Friday 28 December 2012

A Bigger Splash - the second part



In the second part of  the exhibition A Bigger Splash at Tate Modern, each room is devoted to a single contemporary artist or group, the work having been selected as a way of considering the impact of experiments in performance, theatricality and masquerade on expanded approaches to painting from the late 70s to the present day.


Room 6, Edward Krasinski

The Polish artist Edward Krasinski applied a line of blue tape at a fixed height to the walls of his studio and living quarters.

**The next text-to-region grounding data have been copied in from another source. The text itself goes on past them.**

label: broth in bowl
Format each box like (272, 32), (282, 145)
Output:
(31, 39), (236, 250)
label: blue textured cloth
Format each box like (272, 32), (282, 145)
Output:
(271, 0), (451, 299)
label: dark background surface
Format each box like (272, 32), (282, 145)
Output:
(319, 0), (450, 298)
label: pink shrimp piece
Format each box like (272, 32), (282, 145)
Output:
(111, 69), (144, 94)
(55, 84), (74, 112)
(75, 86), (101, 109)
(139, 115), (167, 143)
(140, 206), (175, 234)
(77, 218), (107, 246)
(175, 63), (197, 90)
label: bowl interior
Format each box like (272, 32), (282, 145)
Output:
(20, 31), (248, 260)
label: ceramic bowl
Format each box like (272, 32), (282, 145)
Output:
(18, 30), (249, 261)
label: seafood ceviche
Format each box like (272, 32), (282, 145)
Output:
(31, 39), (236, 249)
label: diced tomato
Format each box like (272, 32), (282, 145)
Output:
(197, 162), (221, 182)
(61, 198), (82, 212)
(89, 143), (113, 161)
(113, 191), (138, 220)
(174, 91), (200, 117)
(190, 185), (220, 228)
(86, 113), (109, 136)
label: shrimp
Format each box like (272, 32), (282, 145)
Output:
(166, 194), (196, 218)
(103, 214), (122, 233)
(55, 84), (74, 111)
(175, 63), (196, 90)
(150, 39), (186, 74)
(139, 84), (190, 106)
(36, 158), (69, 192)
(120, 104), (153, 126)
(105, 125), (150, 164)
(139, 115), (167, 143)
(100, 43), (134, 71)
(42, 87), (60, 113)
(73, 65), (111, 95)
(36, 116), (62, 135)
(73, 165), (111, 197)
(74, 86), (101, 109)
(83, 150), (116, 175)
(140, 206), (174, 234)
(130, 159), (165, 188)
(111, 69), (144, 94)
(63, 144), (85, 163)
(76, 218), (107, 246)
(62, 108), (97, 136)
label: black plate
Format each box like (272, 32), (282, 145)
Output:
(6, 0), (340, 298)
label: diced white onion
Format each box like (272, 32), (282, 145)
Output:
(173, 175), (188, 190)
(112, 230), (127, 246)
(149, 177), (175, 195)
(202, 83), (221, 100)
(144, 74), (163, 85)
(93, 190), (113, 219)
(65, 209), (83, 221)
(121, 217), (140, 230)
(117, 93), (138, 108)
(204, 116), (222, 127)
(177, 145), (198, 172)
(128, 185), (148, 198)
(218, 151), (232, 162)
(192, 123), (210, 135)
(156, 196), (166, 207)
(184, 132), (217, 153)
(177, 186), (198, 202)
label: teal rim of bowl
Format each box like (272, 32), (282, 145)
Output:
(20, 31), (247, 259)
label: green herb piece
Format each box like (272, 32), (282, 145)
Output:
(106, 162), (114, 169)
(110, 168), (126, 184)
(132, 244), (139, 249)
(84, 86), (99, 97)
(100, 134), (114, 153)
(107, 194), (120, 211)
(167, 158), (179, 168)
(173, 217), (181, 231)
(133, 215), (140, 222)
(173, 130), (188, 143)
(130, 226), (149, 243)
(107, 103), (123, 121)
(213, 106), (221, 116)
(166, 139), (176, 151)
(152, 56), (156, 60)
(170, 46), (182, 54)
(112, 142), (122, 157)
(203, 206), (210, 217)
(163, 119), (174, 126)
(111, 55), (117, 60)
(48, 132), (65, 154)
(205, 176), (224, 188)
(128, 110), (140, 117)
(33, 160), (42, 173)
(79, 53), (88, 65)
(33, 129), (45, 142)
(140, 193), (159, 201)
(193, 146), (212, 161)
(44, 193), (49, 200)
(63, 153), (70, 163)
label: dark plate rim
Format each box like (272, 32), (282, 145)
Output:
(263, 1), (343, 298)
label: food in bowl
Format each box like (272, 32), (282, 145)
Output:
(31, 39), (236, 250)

This single continuous line linked the paintings on the wall to the elements of his everyday life, but also demarcated the area from the outside world. He described it as 'blue scotch adhesive tape. I stick it horizontally 130 cm above ground, everywhere and on everything. I wrap it around everything, reach everything. It is art or it isn't. But the blue scotch adhesive tape is certainly there: 10cm wide and of unknown length...'
 
 
 
 
 
Untitled, 2001
 
An installation consisting of 12 suspended mirrors, with a single strip of tape across them. The rows of reflective surfaces generate a sensation in which space seems to recede and advance.
 
 
 
 
 
The viewer is drawn into this play of reflected images, highlighting the dependency between spectator, object and gallery environment.
 
 
Room 7, Marc Camille Chaimowicz
 
Chaimowicz's work dissolves the boundaries between fine and applied art, and between installation and performance. In 'Jean Cocteau...'  he has devised an imaginary construction of the French artist Jean Cocteau's bedroom.
 
 
 
 
Marc Camille Chaimowicz, Jean Cocteau... 2003-12
 
There is no attempt at historical accuracy: instead, Chimowicz describes the work as a 'furnished interior that obliquely references his poetics'.  It includes artists that Cocteau might conceivably have admired, such as Duncan Grant and Edouard Vuillard, as well as works by more modern figures such as Andy Warhol and Wolfgang Tillmans that were made long after Cocteau's death in 1963.
 
 
Room 8, Joan Jonas
 
A pioneer of performance and video art in the late 1960s Joan Jonas is one of the most significant feminist artists of her generation. Her work has always moved back and forth between traditional and new media.
 
 
 
 
Joan Jonas, The Juniper Tree, 1976-1994
 
With The Juniper Tree, Jonas began to incorporate fairytales and folklore into her work, turning away from the camera toward a more painterly, narrative and text-based practice.
 
The Juniper Tree is based on one of the stories by the Brothers Grimm, in which a boy 'as red as blood and white as snow' is murdered by his wicked stepmother, then cooked and fed to his father. He is reincarnated as a songbird and takes his revenge.
 
The installation incorporates props, masks and a series of acrylic paintings on cloth that were made during performances. The masks and kimono suggest the influence of different modes of theatrical presentation, movement and dance on Jonas's practice, including Japanese theatre and Chinese opera. The juniper tree itself, beneath which the boy's bones are buried, is represented by a ladder, described by the artist as 'a shamanic representation of a magic tree, ladders to the sky'.
 
 
Room 9, Karen Kilimnik
 
The combination of the real and the imagined is central to the work of Karen Kilimnik.
 
 
 
 
Karen Kilimnik, Swan Lake, 1992 
 
In Swan Lake Kilmnik employs dry ice, fake snow, spotlights and music to summon the emotionally charged blend of artifice and melodrama associated with Russian ballet at the end of the 19th century. However, the encloseed setting does not suggest an actual theatrical set so much as evoking an obsessive, dream-like reverie, a psychological space infused with nostalgia and adolescent yearning.
 
 
Room 13, Lucky McKenzie
 
Lucy McKenzie's paintings draw upon trompe d'oiel techniques rooted in 19th century European artisan tradition.
 
 
 
Lucy McKenzie, Kensington 2246, 2010
 
These paintings  relate to Muriel Spark's 1963 novella The Girls of Slender Means which documents the lives of the respectable yet impecunious young women living in the May of Teck Club situated in post-war Kensington. The club occupies a traditional town house, now divided into dormitories and small private rooms to house the single women. The paintings at once create a space that the viewer might inhabit and represent a traditional form of painting that invokes illusional representation.